Meet America's newest best-selling author -- George Orwell. The past future (although the actual year 1984 did have its Orwellian moments) that the British author and public thinker dreamed up in the late 1940s has finally come to America, and book buyers are responding. Check out the sales for Orwell's dystopian masterwork, 1984:
Sales of George Orwell’s ’1984′ are up 69 percent on Amazon, according to a list on the website.
The book’s 60th anniversary (sic) was on June 6th, amidst a flurry of real-world news stories on secret government surveillance.
Amazon lists the paperback version of the book as the nineteenth biggest book on the “Movers and Shakers” list. The current sales rank is 110.
What are people looking for out of Orwell in June of 2013? The answer might be found in some of the quotes from this book:
Doublethink means the power of holding two contradictory beliefs in one's mind simultaneously, and accepting both of them. […] The process has to be conscious, or it would not be carried out with sufficient precision, but it also has to be unconscious, or it would bring with it a feeling of falsity and hence of guilt.
On coins, on stamps, on the covers of books, on banners, on posters, and on the wrappings of a cigarette Packet — everywhere. Always the eyes watching you and the voice enveloping you. Asleep or awake, working or eating, indoors or out of doors, in the bath or in bed — no escape. Nothing was your own except the few cubic centimetres inside your skull.

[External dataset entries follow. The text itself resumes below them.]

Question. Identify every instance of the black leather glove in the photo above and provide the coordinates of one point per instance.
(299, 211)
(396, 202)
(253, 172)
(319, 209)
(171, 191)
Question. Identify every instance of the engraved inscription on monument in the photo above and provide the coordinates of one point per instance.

Being in a minority, even a minority of one, did not make you mad. There was truth and there was untruth, and if you clung to the truth even against the whole world, you were not mad.
The horrible thing about the Two Minutes Hate was not that one was obliged to act a part, but that it was impossible to avoid joining in. Within thirty seconds any pretence was always unnecessary. A hideous ecstasy of fear and vindictiveness, a desire to kill, to torture, to smash faces in with a sledge hammer, seemed to flow through the whole group of people like an electric current, turning one even against one's will into a grimacing, screaming lunatic. And yet the rage that one felt was an abstract, undirected emotion which could be switched from one object to another like the flame of a blowlamp.
The war is waged by each ruling group against its own subjects, and the object of the war is not to make or prevent conquests of territory, but to keep the structure of society intact. The very word "war", therefore, has become misleading. It would probably be accurate to say that by becoming continuous war has ceased to exist.